Posada Margarita, (www.posadamargherita.com), which doubles as a small hotel, produces very tasty, if slightly expensive, Italian food by the beach. The decor incorporates local materials and art. As with all Mexican restaurants, your meal is preceded by a gratis helping of tasty chips and freshly made pico de gallo. Posada Margarita brings out a wooden block with four kinds of fresh bread, crudités of cauliflower, pistachios and cheese.  Pasta, local fish and good wine are accompanied by the fresh ocean air and a view of the Milky Way if the sky is clear.

Although not close on the water, in town there are several places to eat, from French run cafes with fresh baguettes to tacquerias and more traditional family Mexican restaurants. Don Cafeto, (Av. Tulum No. 64 Lote 12) attracts lots of locals and the food is fresh and served quickly. A simple order of green salad and fish ceviche comes with pico de gallo and chips and a bowl of crudites including potatoes, carrots, peppers and half a bulb of garlic.

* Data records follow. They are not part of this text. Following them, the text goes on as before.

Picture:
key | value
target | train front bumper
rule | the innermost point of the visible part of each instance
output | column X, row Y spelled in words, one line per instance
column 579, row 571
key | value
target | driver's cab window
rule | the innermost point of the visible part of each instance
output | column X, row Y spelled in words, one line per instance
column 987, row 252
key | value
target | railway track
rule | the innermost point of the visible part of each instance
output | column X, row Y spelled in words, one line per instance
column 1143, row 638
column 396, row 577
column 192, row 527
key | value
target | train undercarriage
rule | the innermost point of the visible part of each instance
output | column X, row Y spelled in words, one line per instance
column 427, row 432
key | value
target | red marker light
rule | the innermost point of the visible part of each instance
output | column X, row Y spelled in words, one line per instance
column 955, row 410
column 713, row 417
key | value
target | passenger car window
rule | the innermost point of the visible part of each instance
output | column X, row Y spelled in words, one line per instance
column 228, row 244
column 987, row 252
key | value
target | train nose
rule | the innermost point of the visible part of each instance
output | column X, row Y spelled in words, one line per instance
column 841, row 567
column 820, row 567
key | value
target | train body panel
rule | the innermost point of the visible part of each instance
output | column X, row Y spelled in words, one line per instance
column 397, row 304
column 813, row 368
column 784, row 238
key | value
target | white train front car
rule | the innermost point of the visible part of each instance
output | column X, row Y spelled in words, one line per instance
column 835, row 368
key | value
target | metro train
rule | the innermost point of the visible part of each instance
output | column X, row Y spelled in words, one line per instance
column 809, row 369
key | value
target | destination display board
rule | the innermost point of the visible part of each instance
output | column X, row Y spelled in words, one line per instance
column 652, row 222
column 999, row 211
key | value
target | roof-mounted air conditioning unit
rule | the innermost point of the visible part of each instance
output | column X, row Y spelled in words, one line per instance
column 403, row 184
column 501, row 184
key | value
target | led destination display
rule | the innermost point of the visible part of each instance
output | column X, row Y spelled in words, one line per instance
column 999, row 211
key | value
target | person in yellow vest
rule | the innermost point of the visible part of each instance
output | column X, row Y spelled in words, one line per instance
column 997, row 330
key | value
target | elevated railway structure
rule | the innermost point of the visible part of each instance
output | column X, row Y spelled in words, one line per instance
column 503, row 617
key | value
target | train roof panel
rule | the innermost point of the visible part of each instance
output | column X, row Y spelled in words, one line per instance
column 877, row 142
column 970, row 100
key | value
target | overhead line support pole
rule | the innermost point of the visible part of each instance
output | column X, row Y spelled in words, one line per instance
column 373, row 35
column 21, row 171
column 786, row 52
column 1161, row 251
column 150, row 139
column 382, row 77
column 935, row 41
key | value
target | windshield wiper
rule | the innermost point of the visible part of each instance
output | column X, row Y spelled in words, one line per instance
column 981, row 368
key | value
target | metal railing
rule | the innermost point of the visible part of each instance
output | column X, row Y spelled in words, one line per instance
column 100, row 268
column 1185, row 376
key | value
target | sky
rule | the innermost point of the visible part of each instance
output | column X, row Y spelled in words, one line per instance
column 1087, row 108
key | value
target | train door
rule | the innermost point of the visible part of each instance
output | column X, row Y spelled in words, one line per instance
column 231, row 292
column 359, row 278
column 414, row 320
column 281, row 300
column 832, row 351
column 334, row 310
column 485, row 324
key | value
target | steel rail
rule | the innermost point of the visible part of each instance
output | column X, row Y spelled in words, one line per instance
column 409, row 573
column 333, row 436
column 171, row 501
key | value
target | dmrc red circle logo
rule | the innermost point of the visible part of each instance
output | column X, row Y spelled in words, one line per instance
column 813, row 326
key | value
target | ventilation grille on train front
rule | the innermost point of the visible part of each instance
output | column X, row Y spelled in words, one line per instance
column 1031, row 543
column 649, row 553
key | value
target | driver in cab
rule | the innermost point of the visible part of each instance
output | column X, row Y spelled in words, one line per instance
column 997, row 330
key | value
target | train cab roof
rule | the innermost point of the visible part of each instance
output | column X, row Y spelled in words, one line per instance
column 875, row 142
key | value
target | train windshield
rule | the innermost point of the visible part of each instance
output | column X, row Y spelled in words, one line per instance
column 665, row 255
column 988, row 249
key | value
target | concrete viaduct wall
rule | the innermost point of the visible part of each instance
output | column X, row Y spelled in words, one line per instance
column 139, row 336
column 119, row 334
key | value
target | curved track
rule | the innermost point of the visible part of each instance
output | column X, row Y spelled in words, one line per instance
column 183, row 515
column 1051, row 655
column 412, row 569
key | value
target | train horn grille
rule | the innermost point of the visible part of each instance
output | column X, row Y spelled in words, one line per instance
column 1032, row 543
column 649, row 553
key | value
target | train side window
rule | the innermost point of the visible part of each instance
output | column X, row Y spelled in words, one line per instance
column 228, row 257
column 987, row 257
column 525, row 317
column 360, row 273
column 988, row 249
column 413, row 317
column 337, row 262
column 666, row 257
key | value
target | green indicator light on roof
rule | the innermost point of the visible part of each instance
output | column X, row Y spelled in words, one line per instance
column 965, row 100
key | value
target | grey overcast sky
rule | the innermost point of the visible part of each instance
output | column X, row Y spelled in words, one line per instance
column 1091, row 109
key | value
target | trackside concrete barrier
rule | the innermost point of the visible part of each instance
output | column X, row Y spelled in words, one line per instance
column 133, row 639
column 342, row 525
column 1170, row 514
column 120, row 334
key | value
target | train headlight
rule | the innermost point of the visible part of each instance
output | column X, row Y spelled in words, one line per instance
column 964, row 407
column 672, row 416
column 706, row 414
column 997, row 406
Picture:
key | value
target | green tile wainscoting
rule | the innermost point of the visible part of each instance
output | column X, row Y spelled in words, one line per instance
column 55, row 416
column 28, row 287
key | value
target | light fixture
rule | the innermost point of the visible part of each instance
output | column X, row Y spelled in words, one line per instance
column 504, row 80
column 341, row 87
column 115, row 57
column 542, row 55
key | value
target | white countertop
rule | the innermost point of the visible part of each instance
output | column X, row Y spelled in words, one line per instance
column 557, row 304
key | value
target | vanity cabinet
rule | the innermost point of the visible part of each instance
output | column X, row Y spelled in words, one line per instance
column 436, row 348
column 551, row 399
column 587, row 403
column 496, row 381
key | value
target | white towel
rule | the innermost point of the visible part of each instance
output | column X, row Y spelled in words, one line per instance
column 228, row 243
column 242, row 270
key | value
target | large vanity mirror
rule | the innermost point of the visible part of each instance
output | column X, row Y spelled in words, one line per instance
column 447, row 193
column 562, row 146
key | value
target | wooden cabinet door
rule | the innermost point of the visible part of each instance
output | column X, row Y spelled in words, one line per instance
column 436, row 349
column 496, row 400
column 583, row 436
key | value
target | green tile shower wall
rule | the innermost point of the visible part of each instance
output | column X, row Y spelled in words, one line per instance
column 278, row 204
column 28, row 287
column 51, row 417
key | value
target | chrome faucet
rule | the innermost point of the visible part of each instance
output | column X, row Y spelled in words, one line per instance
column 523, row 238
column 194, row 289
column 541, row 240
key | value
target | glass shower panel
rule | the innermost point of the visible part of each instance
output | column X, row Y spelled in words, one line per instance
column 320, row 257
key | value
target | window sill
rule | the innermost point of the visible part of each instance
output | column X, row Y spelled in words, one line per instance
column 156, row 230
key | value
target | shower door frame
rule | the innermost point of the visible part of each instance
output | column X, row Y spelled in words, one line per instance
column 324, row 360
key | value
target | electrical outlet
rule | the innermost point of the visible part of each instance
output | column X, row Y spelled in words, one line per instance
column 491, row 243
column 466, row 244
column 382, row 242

With all the edible treats, you might want to hire a bike to get around, and there is a great bike path from the ocean to the town. But bring a flashlight if you are out after dark as the beach road is not well lit. While in Tulum it is also worth swimming in any of the local cenotes – fresh water sink holes that make up the largest network of caverns in the world.  Mayans consider them sacred places and they provide an important source of fresh water. For a small entry fee you can swim, snorkel or dive in fresh water and be surrounded by fossilized coral and limestone.

Contrary to what is often reported about Mexico, the Maya Riviera feels safe and open to tourists – there is an obvious police presence in both towns. Both locations make a great introduction to Mexico and with lots of English spoken it is an easy transition with rewards of white beaches, incredible food and a genuine welcome from the locals.